On 5/3/2011 10:34 PM, John wrote:
-----Original Message-----
From: Ted Mittelstaedt<t...@mittelstaedt.us> Sent: May 4, 2011
12:48 AM To: freebsd-emulation@freebsd.org Subject: Re: virtualbox
I/O 3 times slower than KVM?
On 5/3/2011 11:25 AM, John wrote:
-----Original Message-----
From: Ted Mittelstaedt<t...@mittelstaedt.us> Sent: May 3,
2011 12:02 AM To: Adam Vande More<amvandem...@gmail.com> Cc:
freebsd-emulation@freebsd.org Subject: Re: virtualbox I/O 3
times slower than KVM?
On 5/2/2011 7:39 PM, Adam Vande More wrote:
On Mon, May 2, 2011 at 4:30 PM, Ted
Mittelstaedt<t...@mittelstaedt.us<mailto:t...@mittelstaedt.us>>
wrote:
that's sync within the VM. Where is the bottleneck taking
place?

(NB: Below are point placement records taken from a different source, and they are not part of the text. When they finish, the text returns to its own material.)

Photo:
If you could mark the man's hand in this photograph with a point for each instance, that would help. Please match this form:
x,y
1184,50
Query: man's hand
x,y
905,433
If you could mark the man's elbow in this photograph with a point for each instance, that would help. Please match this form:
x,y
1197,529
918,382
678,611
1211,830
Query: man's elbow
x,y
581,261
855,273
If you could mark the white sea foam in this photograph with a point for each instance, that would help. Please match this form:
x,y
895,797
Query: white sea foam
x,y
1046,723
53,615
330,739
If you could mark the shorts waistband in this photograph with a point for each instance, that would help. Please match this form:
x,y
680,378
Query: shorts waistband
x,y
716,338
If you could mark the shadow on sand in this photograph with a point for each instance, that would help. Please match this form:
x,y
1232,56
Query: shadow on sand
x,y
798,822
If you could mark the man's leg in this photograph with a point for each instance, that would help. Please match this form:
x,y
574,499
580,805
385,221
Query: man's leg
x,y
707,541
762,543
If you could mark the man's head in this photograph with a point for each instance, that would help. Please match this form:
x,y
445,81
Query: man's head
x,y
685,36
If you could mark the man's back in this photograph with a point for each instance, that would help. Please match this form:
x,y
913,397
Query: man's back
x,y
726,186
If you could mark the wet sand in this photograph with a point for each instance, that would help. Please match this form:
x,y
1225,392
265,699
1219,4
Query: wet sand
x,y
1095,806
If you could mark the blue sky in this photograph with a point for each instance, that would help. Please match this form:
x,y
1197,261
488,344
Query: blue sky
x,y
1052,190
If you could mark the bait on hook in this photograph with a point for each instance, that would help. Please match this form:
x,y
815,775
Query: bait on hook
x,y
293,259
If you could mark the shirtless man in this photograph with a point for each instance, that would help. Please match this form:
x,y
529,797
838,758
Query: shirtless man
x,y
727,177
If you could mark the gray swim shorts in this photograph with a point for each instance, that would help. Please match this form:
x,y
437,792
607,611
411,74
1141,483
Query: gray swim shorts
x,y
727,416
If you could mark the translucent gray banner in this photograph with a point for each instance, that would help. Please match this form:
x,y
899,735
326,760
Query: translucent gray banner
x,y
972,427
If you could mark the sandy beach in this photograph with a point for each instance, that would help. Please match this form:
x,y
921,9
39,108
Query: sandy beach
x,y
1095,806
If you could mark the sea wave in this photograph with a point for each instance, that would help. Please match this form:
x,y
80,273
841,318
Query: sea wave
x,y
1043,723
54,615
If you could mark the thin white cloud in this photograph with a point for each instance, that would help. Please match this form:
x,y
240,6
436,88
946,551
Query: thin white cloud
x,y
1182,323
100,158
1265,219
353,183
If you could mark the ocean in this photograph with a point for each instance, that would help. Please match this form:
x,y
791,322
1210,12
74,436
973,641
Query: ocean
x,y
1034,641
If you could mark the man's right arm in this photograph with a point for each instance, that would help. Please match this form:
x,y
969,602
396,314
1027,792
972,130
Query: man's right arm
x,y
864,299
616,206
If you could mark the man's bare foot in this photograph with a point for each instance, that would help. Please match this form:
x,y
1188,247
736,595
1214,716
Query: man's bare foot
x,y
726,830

If the bottleneck is hypervisor to host, then the
guest to vm write may write all it's data to a memory buffer
in the hypervisor that is then slower-writing it to the
filesystem. In that case killing the guest without killing
the VM manager will allow the buffer to complete emptying
since the hypervisor isn't actually being shut down.
No the bottle neck is the emulated hardware inside the VM
process container. This is easy to observe, just start a
bound process in the VM and watch top host side. Also the
hypervisor uses native host IO driver, there's no reason for
it to be slow. Since it's the emulated NIC which is the
bottleneck, there is nothing left to issue the write. Further
empirical evidence for this can be seen by by watching gstat
on VM running with an md or ZVOL backed storage. I already
utilize ZVOL's for this so it was pretty easy to confirm no
IO occurs when the VM is paused or shutdown.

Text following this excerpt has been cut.